Elasticsearch status red after installing x-pack

I'm using elasticsearch to index a 12 mb log file. I've indexed the log file and then installed the trial version of x-pack to give it a try.
and then my elasticsearch status turned to red. Please have a look at the screenshot

Please let me know the reason.
my kibana.yml file:

   server.port: 5601
   server.host: ""
   elasticsearch.url: "http://localhost:9200"
   elasticsearch.preserveHost: true
   elasticsearch.username: "elastic"
   elasticsearch.password: "*********"

elasticsearch.yml file

bootstrap.memory_lock: true
cluster.name: elasticsearch
http.port: 9200
node.data: true
node.ingest: true
node.master: true
node.max_local_storage_nodes: 1
node.name: EC2AMAZ-1763048
path.data: C:\ProgramData\Elastic\Elasticsearch\data
path.logs: C:\ProgramData\Elastic\Elasticsearch\logs
transport.tcp.port: 9300


Please help to solve this

Thanks for your time as always :slight_smile:

wild guess here: Is it possible you ran out of diskspace or you are almost at capacity. When this happens, Elasticsearch puts some indices into read-only mode. You need to allow them to be written first. Note: This is not an x-pack feature, but an Elasticsearch one.

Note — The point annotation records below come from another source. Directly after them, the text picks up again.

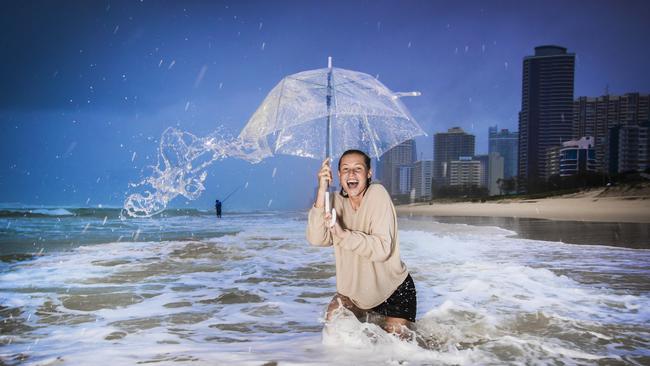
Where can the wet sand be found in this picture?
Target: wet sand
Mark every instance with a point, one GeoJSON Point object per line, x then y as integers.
{"type": "Point", "coordinates": [625, 235]}
{"type": "Point", "coordinates": [582, 208]}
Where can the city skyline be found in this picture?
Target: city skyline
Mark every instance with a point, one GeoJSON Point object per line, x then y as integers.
{"type": "Point", "coordinates": [86, 100]}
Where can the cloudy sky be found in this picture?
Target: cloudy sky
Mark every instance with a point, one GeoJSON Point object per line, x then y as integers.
{"type": "Point", "coordinates": [86, 84]}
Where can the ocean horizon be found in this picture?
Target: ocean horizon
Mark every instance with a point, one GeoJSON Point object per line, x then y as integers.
{"type": "Point", "coordinates": [82, 285]}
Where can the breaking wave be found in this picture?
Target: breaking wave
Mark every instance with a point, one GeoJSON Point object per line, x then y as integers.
{"type": "Point", "coordinates": [181, 168]}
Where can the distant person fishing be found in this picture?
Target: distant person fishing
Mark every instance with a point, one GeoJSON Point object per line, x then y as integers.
{"type": "Point", "coordinates": [217, 207]}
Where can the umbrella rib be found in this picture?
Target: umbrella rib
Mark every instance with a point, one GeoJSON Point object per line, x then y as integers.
{"type": "Point", "coordinates": [370, 133]}
{"type": "Point", "coordinates": [305, 81]}
{"type": "Point", "coordinates": [277, 112]}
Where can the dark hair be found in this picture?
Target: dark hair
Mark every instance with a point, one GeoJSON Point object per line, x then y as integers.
{"type": "Point", "coordinates": [366, 160]}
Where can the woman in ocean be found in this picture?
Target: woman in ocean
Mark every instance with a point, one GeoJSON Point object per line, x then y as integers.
{"type": "Point", "coordinates": [370, 276]}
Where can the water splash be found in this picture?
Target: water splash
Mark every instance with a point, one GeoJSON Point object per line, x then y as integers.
{"type": "Point", "coordinates": [181, 169]}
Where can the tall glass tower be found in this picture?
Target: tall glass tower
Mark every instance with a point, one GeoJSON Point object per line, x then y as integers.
{"type": "Point", "coordinates": [546, 115]}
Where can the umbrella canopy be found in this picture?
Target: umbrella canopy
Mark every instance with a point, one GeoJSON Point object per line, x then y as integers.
{"type": "Point", "coordinates": [364, 114]}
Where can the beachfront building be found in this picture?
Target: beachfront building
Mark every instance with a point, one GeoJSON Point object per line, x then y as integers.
{"type": "Point", "coordinates": [465, 172]}
{"type": "Point", "coordinates": [505, 143]}
{"type": "Point", "coordinates": [545, 119]}
{"type": "Point", "coordinates": [422, 176]}
{"type": "Point", "coordinates": [595, 116]}
{"type": "Point", "coordinates": [405, 176]}
{"type": "Point", "coordinates": [485, 161]}
{"type": "Point", "coordinates": [496, 172]}
{"type": "Point", "coordinates": [573, 157]}
{"type": "Point", "coordinates": [395, 168]}
{"type": "Point", "coordinates": [628, 148]}
{"type": "Point", "coordinates": [447, 147]}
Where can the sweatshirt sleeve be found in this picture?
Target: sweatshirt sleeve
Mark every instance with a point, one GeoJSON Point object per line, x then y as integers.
{"type": "Point", "coordinates": [376, 245]}
{"type": "Point", "coordinates": [317, 232]}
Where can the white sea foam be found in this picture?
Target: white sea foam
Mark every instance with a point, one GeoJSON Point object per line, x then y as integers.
{"type": "Point", "coordinates": [259, 295]}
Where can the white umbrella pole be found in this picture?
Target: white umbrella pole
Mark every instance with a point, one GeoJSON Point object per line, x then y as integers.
{"type": "Point", "coordinates": [328, 147]}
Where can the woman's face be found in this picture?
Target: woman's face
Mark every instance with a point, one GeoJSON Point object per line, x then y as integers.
{"type": "Point", "coordinates": [353, 174]}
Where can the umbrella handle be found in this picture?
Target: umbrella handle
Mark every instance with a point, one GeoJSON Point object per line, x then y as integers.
{"type": "Point", "coordinates": [327, 202]}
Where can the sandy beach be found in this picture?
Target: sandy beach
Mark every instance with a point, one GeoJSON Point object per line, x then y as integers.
{"type": "Point", "coordinates": [598, 205]}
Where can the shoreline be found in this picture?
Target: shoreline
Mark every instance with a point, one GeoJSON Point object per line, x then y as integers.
{"type": "Point", "coordinates": [589, 206]}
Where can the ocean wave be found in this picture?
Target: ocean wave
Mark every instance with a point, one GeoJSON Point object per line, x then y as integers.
{"type": "Point", "coordinates": [90, 212]}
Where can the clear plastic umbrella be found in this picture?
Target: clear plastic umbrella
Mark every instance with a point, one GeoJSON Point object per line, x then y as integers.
{"type": "Point", "coordinates": [321, 113]}
{"type": "Point", "coordinates": [324, 112]}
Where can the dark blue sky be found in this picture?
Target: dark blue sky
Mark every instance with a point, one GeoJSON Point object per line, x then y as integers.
{"type": "Point", "coordinates": [86, 84]}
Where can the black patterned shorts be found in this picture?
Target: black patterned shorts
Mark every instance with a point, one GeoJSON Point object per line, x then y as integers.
{"type": "Point", "coordinates": [402, 303]}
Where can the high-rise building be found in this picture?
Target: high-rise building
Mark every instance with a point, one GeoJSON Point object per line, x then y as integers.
{"type": "Point", "coordinates": [422, 176]}
{"type": "Point", "coordinates": [465, 172]}
{"type": "Point", "coordinates": [546, 117]}
{"type": "Point", "coordinates": [505, 143]}
{"type": "Point", "coordinates": [595, 116]}
{"type": "Point", "coordinates": [495, 173]}
{"type": "Point", "coordinates": [391, 164]}
{"type": "Point", "coordinates": [485, 164]}
{"type": "Point", "coordinates": [573, 157]}
{"type": "Point", "coordinates": [447, 147]}
{"type": "Point", "coordinates": [628, 148]}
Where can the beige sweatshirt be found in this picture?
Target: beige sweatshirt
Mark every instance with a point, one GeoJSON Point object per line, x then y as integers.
{"type": "Point", "coordinates": [368, 265]}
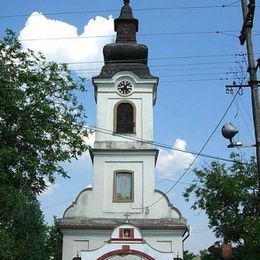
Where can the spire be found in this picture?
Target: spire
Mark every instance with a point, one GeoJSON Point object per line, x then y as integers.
{"type": "Point", "coordinates": [126, 25]}
{"type": "Point", "coordinates": [125, 54]}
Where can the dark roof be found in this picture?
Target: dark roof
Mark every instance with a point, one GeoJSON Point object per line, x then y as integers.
{"type": "Point", "coordinates": [125, 54]}
{"type": "Point", "coordinates": [111, 223]}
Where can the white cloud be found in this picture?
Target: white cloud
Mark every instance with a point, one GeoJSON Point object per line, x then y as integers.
{"type": "Point", "coordinates": [51, 187]}
{"type": "Point", "coordinates": [90, 139]}
{"type": "Point", "coordinates": [172, 162]}
{"type": "Point", "coordinates": [86, 47]}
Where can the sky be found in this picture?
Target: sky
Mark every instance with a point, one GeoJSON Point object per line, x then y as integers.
{"type": "Point", "coordinates": [195, 51]}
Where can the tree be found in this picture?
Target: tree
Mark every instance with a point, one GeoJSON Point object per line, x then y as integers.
{"type": "Point", "coordinates": [229, 195]}
{"type": "Point", "coordinates": [22, 228]}
{"type": "Point", "coordinates": [54, 241]}
{"type": "Point", "coordinates": [188, 255]}
{"type": "Point", "coordinates": [41, 119]}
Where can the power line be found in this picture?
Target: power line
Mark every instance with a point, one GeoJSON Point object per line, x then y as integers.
{"type": "Point", "coordinates": [200, 152]}
{"type": "Point", "coordinates": [158, 144]}
{"type": "Point", "coordinates": [116, 10]}
{"type": "Point", "coordinates": [139, 35]}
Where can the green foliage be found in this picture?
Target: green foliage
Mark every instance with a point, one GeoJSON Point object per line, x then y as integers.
{"type": "Point", "coordinates": [230, 197]}
{"type": "Point", "coordinates": [41, 120]}
{"type": "Point", "coordinates": [54, 241]}
{"type": "Point", "coordinates": [188, 255]}
{"type": "Point", "coordinates": [22, 229]}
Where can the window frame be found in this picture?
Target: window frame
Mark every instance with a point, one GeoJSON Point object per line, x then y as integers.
{"type": "Point", "coordinates": [116, 119]}
{"type": "Point", "coordinates": [115, 198]}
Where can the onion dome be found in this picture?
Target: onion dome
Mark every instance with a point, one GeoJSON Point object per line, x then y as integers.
{"type": "Point", "coordinates": [125, 54]}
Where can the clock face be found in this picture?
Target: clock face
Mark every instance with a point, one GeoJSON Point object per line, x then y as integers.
{"type": "Point", "coordinates": [124, 87]}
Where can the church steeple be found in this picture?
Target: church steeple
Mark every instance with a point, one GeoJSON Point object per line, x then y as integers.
{"type": "Point", "coordinates": [125, 54]}
{"type": "Point", "coordinates": [126, 25]}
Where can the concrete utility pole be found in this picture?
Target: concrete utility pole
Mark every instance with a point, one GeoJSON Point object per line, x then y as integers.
{"type": "Point", "coordinates": [248, 15]}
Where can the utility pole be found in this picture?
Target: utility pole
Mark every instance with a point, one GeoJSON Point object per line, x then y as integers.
{"type": "Point", "coordinates": [246, 36]}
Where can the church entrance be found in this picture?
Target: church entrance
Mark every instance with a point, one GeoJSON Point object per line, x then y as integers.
{"type": "Point", "coordinates": [126, 257]}
{"type": "Point", "coordinates": [120, 254]}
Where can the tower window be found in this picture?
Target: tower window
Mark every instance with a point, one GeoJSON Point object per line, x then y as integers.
{"type": "Point", "coordinates": [125, 118]}
{"type": "Point", "coordinates": [123, 187]}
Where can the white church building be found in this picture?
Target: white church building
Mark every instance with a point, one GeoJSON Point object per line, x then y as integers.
{"type": "Point", "coordinates": [123, 216]}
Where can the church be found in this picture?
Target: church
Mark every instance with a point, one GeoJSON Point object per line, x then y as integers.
{"type": "Point", "coordinates": [123, 216]}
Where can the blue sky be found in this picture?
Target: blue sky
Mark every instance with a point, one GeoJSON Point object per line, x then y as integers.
{"type": "Point", "coordinates": [193, 49]}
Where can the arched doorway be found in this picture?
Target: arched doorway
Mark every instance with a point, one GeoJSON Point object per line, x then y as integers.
{"type": "Point", "coordinates": [122, 254]}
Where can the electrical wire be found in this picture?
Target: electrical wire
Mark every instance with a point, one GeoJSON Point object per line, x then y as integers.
{"type": "Point", "coordinates": [200, 152]}
{"type": "Point", "coordinates": [116, 10]}
{"type": "Point", "coordinates": [139, 35]}
{"type": "Point", "coordinates": [158, 144]}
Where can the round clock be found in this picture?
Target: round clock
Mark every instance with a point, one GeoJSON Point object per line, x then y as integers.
{"type": "Point", "coordinates": [124, 87]}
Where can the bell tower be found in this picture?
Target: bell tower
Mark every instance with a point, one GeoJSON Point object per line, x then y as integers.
{"type": "Point", "coordinates": [123, 201]}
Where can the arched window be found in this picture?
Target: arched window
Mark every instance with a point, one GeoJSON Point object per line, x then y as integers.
{"type": "Point", "coordinates": [123, 186]}
{"type": "Point", "coordinates": [125, 116]}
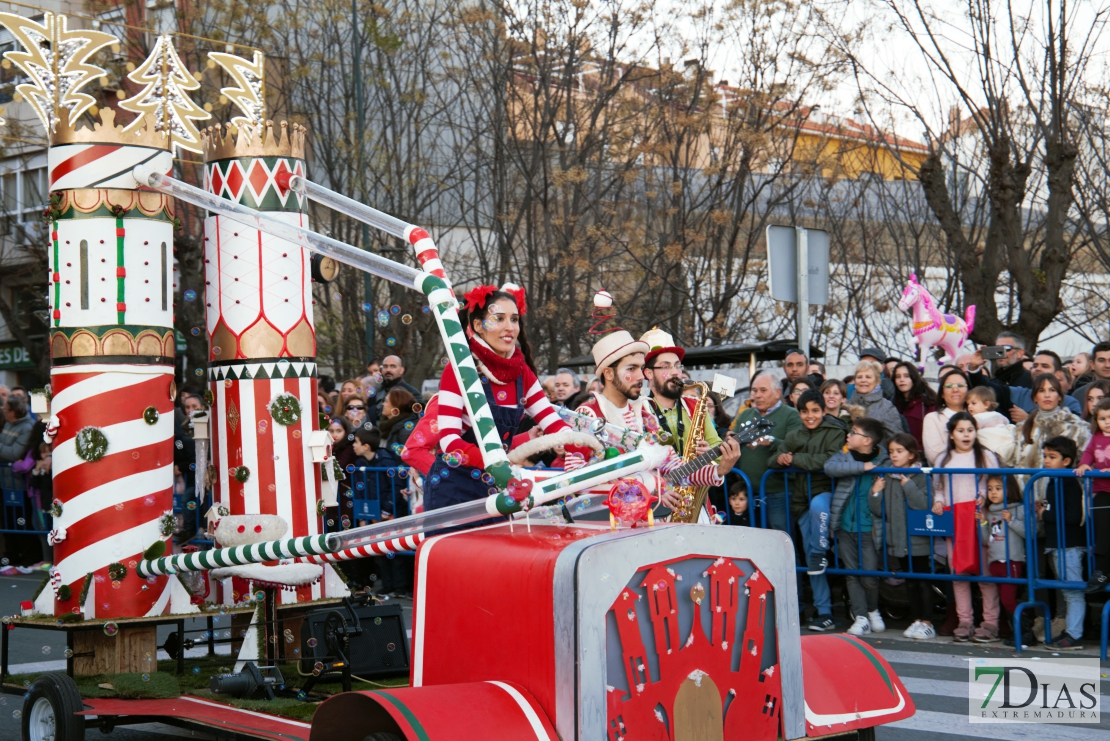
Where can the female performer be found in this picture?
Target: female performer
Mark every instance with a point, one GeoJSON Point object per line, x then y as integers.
{"type": "Point", "coordinates": [500, 345]}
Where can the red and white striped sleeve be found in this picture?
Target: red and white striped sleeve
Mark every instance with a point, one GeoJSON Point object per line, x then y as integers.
{"type": "Point", "coordinates": [707, 476]}
{"type": "Point", "coordinates": [451, 413]}
{"type": "Point", "coordinates": [537, 406]}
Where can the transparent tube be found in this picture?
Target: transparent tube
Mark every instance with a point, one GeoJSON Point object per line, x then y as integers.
{"type": "Point", "coordinates": [349, 206]}
{"type": "Point", "coordinates": [264, 222]}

See the flood stage setting at our documentation https://www.elastic.co/guide/en/elasticsearch/reference/6.2/disk-allocator.html


Thansk for the quick reply @spinscale.

Good guess I would say. I just increased the diskspace as it's almost full.

As you said I'm not able to write to some indices and I'm not sure how to change the mode. Anyway I'm not able to access kibana to execute it through dev tools. so I tried with curl but I'm not able to do it.

response from curl: AuthenticationException[Missing authentication token]

please do help.

Thanks for your time :slight_smile:

The documentation link has a full blown example how to solve this. The error message you are getting is because you enabled security and thus you have to provide a username and a password (or you just log into kibana and do it from there).

1 Like

Thank you much @spinscale. I've gone through the documentation and able to do it. curl didn't work and I have done it with postman.

Thanks for your time :slight_smile:

1 Like

This topic was automatically closed 28 days after the last reply. New replies are no longer allowed.